This patch is a follow-up to r2244 which fixed bugzilla #287260 on
some platforms but not on all that we test.
The issue was that cprop_BB did not see that in Add32(t2,t3) the
driving expressions for t2 and t3 were the same. Therefore, the
Add was not replaced with a shift (which is necessary for proper
memcheck operation).
So in this patch:
(1) In cprop_BB, when setting up the "env", record *any* assignment
to a temporary (and not just those that are subject to copy
propagation).
(2) Pass this env down to fold_Expr and then sameIRExprs.
(3) Replace sameIRTemps with sameIRExprs and enhance it. Upon
encountering an RdTmp, check "env" and recurse into the
expression assigned to the temporary.
As a side, the functions sameIcoU32s and sameIRTempsOrIcoU32s
and replaced with sameIRExprs.
(4) Add some machinery to monitor frequency and effectiveness of
sameIRExprs (can be enabled by setting STATS_IROPT).
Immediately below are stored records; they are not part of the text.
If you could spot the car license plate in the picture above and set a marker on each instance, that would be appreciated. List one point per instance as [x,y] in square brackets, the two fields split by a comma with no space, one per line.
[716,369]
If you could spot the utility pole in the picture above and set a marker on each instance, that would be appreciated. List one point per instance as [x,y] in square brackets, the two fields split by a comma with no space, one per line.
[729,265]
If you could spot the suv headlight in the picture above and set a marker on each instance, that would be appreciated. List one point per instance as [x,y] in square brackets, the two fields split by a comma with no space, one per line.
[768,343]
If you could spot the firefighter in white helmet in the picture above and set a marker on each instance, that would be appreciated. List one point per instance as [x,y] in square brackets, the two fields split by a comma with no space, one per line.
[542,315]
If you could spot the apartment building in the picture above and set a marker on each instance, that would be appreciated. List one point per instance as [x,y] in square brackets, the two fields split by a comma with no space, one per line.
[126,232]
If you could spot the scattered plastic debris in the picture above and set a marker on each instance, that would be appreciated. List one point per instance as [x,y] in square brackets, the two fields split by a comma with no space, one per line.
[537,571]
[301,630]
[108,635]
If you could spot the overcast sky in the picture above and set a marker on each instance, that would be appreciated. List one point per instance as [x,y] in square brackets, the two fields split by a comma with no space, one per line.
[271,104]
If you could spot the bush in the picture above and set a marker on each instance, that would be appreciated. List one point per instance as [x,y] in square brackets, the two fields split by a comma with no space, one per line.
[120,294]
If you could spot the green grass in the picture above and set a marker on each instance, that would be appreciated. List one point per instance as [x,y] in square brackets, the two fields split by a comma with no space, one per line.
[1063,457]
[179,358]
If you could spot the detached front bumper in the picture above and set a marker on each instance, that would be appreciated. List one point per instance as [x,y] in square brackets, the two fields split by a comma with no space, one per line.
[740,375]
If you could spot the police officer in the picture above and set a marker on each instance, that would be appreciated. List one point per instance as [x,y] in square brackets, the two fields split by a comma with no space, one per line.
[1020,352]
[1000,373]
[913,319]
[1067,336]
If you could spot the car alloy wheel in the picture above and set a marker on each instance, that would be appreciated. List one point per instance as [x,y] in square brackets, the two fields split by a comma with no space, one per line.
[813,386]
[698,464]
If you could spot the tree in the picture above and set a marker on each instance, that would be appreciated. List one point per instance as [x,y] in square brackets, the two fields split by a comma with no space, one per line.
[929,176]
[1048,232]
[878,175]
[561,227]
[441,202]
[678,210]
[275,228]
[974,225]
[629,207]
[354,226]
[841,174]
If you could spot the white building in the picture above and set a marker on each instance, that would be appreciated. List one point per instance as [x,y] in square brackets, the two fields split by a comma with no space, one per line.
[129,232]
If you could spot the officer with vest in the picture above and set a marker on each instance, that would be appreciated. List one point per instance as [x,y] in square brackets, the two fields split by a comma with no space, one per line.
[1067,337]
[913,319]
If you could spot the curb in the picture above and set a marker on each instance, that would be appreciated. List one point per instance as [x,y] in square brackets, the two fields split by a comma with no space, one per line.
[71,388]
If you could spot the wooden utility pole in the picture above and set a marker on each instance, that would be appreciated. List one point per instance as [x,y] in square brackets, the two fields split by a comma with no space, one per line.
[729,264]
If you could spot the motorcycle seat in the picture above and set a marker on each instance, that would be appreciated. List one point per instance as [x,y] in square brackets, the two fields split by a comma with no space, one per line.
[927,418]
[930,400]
Hopefully, fixes #287260 for good.
git-svn-id: svn://svn.valgrind.org/vex/trunk@2246 8f6e269a-dfd6-0310-a8e1-e2731360e62c
diff --git a/priv/ir_opt.c b/priv/ir_opt.c
index 0698cf7..78ac6ff 100644
--- a/priv/ir_opt.c
+++ b/priv/ir_opt.c
@@ -46,6 +46,9 @@
/* Set to 1 for lots of debugging output. */
#define DEBUG_IROPT 0
+/* Set to 1 to gather some statistics. Currently only for sameIRExprs. */
+#define STATS_IROPT 0
+
/* What iropt does, 29 Dec 04.
@@ -883,41 +886,139 @@
/*--- Constant propagation and folding ---*/
/*---------------------------------------------------------------*/
+#if STATS_IROPT
+/* How often sameIRExprs was invoked */
+static UInt invocation_count;
+/* How often sameIRExprs recursed through IRTemp assignments */
+static UInt recursion_count;
+/* How often sameIRExprs found identical IRExprs */
+static UInt success_count;
+/* How often recursing through assignments to IRTemps helped
+ establishing equality. */
+static UInt recursion_success_count;
+/* Whether or not recursing through an IRTemp assignment helped
+ establishing IRExpr equality for a given sameIRExprs invocation. */
+static Bool recursion_helped;
+/* Whether or not a given sameIRExprs invocation recursed through an
+ IRTemp assignment */
+static Bool recursed;
+/* Maximum number of nodes ever visited when comparing two IRExprs. */
+static UInt max_nodes_visited;
+#endif /* STATS_IROPT */
+
+/* Count the number of nodes visited for a given sameIRExprs invocation. */
+static UInt num_nodes_visited;
+
+/* Do not visit more than NODE_LIMIT nodes when comparing two IRExprs.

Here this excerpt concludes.